Vor der ersten Furt weist ein Schild darauf hin, dass sie für kleine Allradfahrzeuge zu tief sein könnte. Außerdem gibt es eine kleine Skizze, wie am Besten zu queren ist. Wir versuchen mit bohrenden Blicken, die Tiefe des stark strömenden Wassers auszumachen. Eine große Wolke über uns dämpft das Licht und es dauert ein paar Minuten, bis wir uns ein Bild gemacht haben. Und dann geht’s hinein in Wasser. Ohne Probleme. Aufatmen. Während des Furtens ist uns ein kleiner Wasserfall aufgefallen, der oberhalb der Furt im Sonnenlicht liegt.




Einige Kilometer weiter müssen wir ein Lavafeld überqueren. Die „Straße“ ist hier zwangsläufig in das vorhandene Gelände eingebettet. Dabei ist eine Art Achterbahn von fünf bis zehn Metern Höhe und mehreren Kilometern Länge heraus gekommen, allerdings mit schärferen Kurven sowie stärkeren Gefällen und Steigungen.

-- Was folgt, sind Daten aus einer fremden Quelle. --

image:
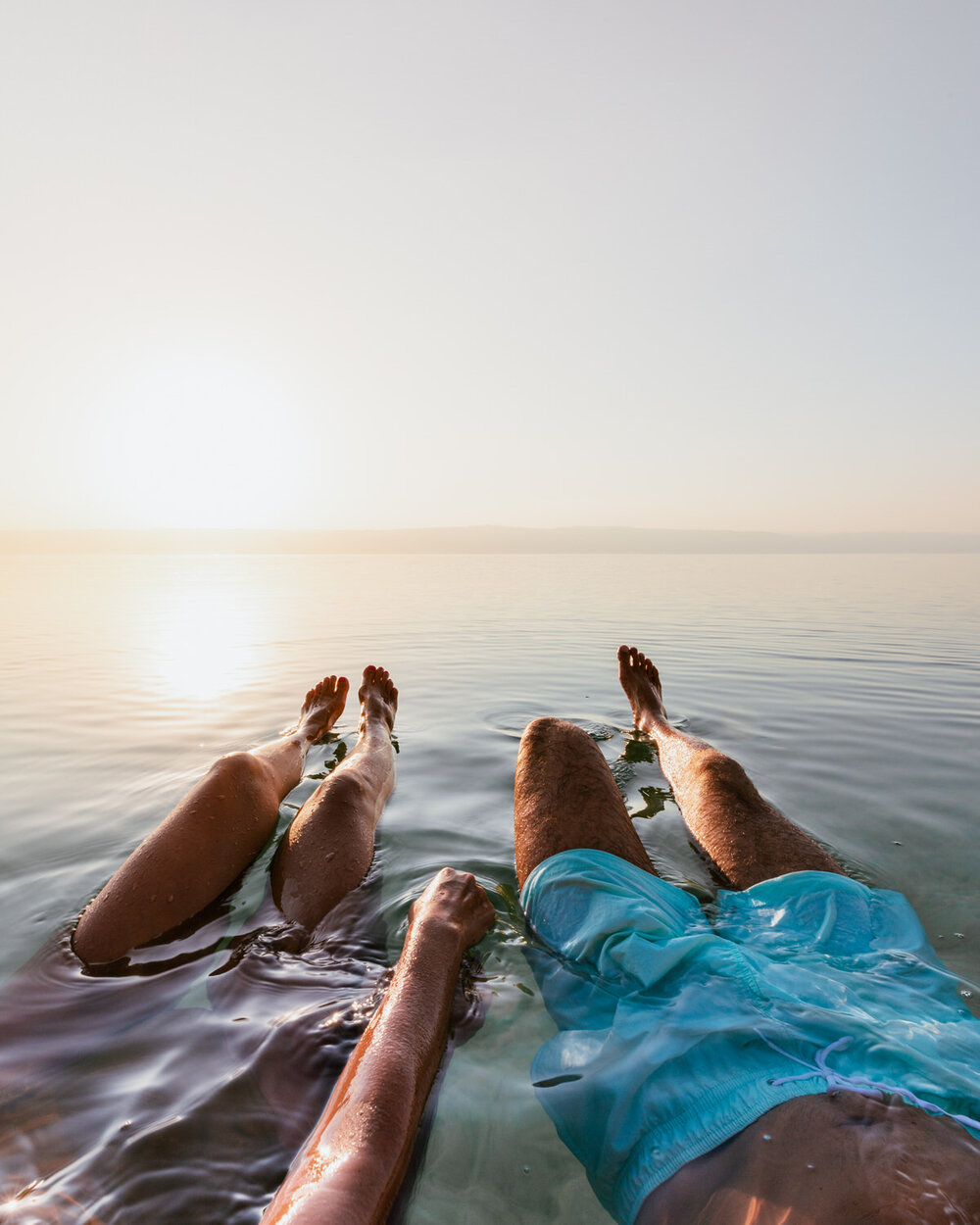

An der zweiten Furt haben wir Glück. Gleich nach uns trifft ein Edel-Jeep mit Einheimischen ein. Der Fahrer krempelt kurz entschlossen seine Hosenbeine hoch, zieht Schuhe und Socken aus. Dann steigt er in Sandalen und watet die Furt ab, bis zum anderen Ufer und wieder zurück. Danach fährt er hindurch und wir hinterher. Die dritte Furt unmittelbar vor dem Campground unterhalb Herðubreið ist fast schon Routine.